Le second écueil est la place du privé. Québec haussera bientôt le crédit d’impôt pour les garderies privées non subventionnées. Pour M. Lacombe, c’est une question d’équité – des parents recourent à ces garderies par manque de choix et paient un tarif plus élevé malgré eux. La mesure se veut transitoire, en attendant que la pénurie de places se résorbe et que davantage de places privées soient rapatriées dans le réseau subventionné. Or, la conversion avance très lentement – au rythme actuel, elle prendra un demi-siècle. Il faudra donc surveiller la mécanique du crédit d’impôt, qui sera rendu public dans les prochaines semaines.

Enfin, le dernier écueil se trouve dans l’application concrète des objectifs parfois imprécis de la réforme.

Le meilleur exemple est le guichet d’accès aux places en service de garde (La Place 0-5), géré par un OBNL. À l’heure actuelle, les parents ignorent s’ils sont premiers ou cent cinquante-troisièmes sur la liste d’attente d’une garderie. Et les établissements eux-mêmes contournent cette liste.

Le ministère de la Famille gérera lui-même ce guichet. Les listes seront transparentes – les parents connaîtront leur rang. Et les enfants de milieux défavorisés seront priorisés. Mais quels seront les quotas pour ces enfants ? Risque-t-on de créer des ghettos ? Et à quoi ressemblera exactement ce portail ?

Pour le savoir, le Ministère reconnaît qu’il faudra attendre au moins deux ans.

Il est normal que la réforme ne contienne pas encore ces détails. Ces aspects techniques sont habituellement précisés dans des règlements qui suivent l’adoption d’une loi. Mais avec les ratés passés de Québec en informatique, le scepticisme est un réflexe normal…

***

Même s’il est encore loin de pouvoir conclure au succès, M. Lacombe peut se féliciter du chemin parcouru.

Son parcours me fait un peu penser à celui de Simon Jolin-Barrette. Dans les deux cas, le début de mandat a été laborieux.

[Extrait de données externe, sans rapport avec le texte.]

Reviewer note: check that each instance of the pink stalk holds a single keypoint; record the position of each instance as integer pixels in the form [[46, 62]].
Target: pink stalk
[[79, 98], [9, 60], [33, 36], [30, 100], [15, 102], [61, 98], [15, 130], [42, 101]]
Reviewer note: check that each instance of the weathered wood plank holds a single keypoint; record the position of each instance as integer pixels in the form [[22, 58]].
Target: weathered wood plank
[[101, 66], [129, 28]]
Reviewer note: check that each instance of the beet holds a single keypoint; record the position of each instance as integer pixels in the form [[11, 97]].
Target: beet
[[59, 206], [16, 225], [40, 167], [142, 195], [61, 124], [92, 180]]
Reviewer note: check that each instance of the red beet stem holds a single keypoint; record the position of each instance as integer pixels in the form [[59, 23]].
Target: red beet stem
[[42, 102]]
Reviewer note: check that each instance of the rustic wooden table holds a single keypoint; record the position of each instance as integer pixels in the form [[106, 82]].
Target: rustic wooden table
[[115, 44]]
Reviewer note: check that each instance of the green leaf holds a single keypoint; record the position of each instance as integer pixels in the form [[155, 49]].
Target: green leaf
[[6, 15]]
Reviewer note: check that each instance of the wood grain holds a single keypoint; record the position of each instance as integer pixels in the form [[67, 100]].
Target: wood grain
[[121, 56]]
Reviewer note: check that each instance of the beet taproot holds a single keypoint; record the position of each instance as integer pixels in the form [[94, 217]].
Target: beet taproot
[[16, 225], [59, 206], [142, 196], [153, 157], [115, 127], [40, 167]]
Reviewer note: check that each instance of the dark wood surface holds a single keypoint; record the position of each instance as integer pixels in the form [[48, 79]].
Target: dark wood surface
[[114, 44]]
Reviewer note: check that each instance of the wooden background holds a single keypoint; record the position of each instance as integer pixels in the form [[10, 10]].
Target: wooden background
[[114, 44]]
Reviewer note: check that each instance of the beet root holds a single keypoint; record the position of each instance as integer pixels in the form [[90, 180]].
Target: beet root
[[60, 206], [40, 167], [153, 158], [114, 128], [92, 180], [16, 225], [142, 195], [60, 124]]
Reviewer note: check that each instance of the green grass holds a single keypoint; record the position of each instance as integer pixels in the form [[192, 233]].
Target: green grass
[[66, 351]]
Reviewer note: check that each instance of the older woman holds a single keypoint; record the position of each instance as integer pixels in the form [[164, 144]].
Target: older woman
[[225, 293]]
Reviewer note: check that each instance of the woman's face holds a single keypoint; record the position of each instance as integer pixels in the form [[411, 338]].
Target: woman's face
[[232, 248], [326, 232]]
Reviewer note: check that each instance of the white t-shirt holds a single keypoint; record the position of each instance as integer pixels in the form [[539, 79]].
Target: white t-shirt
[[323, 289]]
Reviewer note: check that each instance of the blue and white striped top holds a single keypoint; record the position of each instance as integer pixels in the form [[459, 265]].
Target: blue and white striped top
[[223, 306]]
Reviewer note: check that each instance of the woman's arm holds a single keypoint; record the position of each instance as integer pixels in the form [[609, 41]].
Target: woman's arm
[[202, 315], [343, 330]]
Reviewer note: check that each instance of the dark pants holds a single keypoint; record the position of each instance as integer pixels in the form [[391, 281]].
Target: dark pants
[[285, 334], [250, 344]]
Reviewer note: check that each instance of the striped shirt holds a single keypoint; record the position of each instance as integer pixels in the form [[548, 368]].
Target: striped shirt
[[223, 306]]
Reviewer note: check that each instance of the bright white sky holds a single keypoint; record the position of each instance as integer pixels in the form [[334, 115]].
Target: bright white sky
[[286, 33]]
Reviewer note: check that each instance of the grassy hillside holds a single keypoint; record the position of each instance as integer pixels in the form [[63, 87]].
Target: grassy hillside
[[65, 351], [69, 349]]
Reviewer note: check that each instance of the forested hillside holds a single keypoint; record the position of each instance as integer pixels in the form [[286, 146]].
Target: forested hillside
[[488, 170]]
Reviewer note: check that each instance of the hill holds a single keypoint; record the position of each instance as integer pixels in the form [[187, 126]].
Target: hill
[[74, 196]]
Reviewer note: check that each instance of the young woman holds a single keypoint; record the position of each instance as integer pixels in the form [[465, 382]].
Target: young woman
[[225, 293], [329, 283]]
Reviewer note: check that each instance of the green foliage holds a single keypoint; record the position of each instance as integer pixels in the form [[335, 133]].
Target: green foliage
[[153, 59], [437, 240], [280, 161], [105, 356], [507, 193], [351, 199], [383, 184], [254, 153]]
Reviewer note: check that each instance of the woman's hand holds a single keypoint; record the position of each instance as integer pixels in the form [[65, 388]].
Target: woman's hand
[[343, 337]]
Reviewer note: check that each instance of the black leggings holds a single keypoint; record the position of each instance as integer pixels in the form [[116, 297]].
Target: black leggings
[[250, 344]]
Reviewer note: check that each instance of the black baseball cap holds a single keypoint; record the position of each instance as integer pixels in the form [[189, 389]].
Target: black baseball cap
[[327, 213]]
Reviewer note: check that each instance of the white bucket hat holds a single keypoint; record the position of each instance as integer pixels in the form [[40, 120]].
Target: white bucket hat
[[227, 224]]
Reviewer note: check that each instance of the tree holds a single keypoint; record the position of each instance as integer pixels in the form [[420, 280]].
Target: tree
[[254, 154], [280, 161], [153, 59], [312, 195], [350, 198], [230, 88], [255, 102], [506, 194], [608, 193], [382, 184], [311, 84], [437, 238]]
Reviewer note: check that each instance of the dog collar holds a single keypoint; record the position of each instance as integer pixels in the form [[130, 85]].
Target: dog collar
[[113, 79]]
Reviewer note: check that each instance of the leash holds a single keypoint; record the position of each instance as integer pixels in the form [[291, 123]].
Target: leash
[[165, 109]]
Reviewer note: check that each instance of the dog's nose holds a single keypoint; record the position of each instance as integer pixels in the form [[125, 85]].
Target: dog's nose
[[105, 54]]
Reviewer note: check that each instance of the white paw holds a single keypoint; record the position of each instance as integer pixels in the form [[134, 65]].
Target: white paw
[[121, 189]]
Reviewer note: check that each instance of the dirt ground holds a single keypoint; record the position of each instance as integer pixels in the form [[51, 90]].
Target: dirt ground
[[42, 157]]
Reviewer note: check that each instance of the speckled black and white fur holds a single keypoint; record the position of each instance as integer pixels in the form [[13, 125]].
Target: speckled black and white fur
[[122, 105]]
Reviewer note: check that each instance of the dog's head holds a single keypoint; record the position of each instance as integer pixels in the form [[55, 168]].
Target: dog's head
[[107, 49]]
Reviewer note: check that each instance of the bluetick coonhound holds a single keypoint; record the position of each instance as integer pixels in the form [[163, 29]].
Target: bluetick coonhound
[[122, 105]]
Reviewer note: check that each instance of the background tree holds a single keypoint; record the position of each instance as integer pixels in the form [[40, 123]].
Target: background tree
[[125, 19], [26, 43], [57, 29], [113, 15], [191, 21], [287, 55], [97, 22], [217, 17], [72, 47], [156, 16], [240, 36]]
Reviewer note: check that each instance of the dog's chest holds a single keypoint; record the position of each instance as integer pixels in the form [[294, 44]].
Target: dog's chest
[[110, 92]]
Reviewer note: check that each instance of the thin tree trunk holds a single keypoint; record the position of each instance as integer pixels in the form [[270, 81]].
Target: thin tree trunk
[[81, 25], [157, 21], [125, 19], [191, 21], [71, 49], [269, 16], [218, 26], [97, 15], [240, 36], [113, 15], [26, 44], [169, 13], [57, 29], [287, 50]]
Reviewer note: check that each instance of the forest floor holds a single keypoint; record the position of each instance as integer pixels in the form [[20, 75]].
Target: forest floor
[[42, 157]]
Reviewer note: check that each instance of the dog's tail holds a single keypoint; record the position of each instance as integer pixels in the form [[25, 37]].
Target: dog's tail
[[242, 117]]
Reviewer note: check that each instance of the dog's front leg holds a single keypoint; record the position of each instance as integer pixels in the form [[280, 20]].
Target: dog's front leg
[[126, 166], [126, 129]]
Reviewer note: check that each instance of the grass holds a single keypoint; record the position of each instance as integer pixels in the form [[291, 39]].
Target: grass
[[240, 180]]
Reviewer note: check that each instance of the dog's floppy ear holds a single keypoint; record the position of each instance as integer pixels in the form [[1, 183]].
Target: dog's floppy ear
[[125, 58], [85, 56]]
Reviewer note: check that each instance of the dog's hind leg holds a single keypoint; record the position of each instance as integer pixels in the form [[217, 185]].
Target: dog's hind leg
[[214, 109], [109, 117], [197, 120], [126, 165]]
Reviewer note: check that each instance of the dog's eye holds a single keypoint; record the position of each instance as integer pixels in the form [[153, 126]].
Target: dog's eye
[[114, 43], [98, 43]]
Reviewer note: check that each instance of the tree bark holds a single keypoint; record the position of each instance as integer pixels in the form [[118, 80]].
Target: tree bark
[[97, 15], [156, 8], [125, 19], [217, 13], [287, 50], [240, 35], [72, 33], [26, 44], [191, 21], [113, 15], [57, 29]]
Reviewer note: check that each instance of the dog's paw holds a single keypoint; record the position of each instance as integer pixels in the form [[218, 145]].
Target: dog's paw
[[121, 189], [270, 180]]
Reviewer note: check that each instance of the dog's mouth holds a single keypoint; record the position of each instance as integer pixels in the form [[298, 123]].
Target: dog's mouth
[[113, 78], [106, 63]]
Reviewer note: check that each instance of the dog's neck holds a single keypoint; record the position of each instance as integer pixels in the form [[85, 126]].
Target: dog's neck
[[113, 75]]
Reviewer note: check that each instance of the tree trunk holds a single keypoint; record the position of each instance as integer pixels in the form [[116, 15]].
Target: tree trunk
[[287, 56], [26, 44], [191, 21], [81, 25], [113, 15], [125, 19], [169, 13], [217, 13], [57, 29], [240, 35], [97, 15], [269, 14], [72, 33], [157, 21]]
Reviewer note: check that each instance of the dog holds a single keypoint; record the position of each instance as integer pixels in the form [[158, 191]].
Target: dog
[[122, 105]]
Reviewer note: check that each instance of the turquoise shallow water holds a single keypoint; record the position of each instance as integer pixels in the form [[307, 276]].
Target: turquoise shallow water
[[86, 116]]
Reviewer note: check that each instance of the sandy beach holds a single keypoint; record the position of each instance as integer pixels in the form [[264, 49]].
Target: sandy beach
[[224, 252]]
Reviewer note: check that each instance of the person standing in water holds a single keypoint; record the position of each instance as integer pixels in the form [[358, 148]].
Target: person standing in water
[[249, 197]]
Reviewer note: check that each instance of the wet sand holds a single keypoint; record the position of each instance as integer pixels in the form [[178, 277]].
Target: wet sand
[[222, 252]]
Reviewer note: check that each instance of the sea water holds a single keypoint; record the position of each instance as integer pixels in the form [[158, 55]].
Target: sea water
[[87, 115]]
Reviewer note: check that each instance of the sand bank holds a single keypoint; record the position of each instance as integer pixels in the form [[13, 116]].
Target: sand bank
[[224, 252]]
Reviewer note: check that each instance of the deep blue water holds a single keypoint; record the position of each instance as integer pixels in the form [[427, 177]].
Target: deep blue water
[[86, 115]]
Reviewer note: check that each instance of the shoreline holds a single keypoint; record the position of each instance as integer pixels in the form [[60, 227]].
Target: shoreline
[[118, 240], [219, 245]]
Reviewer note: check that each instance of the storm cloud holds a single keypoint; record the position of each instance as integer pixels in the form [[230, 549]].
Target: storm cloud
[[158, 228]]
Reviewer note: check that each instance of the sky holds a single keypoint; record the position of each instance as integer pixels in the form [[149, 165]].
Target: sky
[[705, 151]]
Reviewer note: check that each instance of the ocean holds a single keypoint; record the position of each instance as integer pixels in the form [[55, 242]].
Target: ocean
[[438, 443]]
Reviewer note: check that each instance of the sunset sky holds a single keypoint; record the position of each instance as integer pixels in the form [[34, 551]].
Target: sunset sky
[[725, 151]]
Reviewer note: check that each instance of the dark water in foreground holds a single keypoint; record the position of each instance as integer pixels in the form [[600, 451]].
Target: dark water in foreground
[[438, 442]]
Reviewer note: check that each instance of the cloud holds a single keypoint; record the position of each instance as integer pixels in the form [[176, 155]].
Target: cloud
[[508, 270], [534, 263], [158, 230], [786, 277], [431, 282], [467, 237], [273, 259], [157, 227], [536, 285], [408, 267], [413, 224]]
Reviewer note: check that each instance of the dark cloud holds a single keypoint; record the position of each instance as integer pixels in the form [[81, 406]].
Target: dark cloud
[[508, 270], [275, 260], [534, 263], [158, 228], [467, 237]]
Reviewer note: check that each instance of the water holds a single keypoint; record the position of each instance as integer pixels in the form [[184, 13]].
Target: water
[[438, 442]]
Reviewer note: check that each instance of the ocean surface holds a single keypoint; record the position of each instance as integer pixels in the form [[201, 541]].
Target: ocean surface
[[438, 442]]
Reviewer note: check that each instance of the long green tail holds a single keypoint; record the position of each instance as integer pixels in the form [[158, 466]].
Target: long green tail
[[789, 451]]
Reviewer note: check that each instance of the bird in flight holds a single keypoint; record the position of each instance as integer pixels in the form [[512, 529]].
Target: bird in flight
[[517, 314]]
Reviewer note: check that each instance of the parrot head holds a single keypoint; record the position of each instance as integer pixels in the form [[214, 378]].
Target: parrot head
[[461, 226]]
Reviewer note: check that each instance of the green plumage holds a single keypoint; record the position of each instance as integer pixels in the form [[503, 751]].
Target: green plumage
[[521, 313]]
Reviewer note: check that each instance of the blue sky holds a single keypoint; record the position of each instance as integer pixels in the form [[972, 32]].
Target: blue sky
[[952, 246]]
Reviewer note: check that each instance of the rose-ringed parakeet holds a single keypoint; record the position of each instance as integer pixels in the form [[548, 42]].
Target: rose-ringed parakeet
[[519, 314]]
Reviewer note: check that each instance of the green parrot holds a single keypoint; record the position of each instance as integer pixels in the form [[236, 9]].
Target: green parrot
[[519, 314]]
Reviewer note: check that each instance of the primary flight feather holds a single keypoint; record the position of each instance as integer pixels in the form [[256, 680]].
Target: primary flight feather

M. Jolin-Barrette s’enlisait avec le programme des travailleurs et étudiants étrangers. M. Lacombe, lui, péchait par inaction. Après un début de mandat discret, il a fait une sortie maladroite pour déplorer l’échec dans la création de places dont il était pourtant responsable.

Les deux ont appris de leurs erreurs. Ils ressemblent aujourd’hui à des revenants.

Jeudi, M. Jolin-Barrette présentait un autre projet de loi costaud, cette fois pour réformer le droit de la famille. Et M. Lacombe dévoilait son plan pour les garderies.

L’annonce est d’autant mieux accueillie que personne ne la prévoyait il y a à peine un an.

En début de mandat, la Coalition avenir Québec n’en avait que pour la maternelle 4 ans. Puis il y a eu le mouvement Ma place au travail. Et un rapport dévastateur de la vérificatrice générale sur la création et l’attribution de places. Et la pression des citoyens qui se plaignaient de deux choses à leur député : la difficulté d’accès aux médecins de famille et aux places en garderie.

M. Lacombe en a profité pour faire du dossier des garderies une nouvelle priorité de son gouvernement.

Mais pour les parents, cela reste encore très théorique.

J’ai écrit que M. Lacombe avait bien travaillé, mais il est très loin d’avoir fini. Il commence à peine. L’essentiel reste à faire pour concrétiser cette réforme qui pour l’instant n’existe que sur papier.

Au fond, c’est un projet pour un second mandat. Une pièce du prochain programme électoral.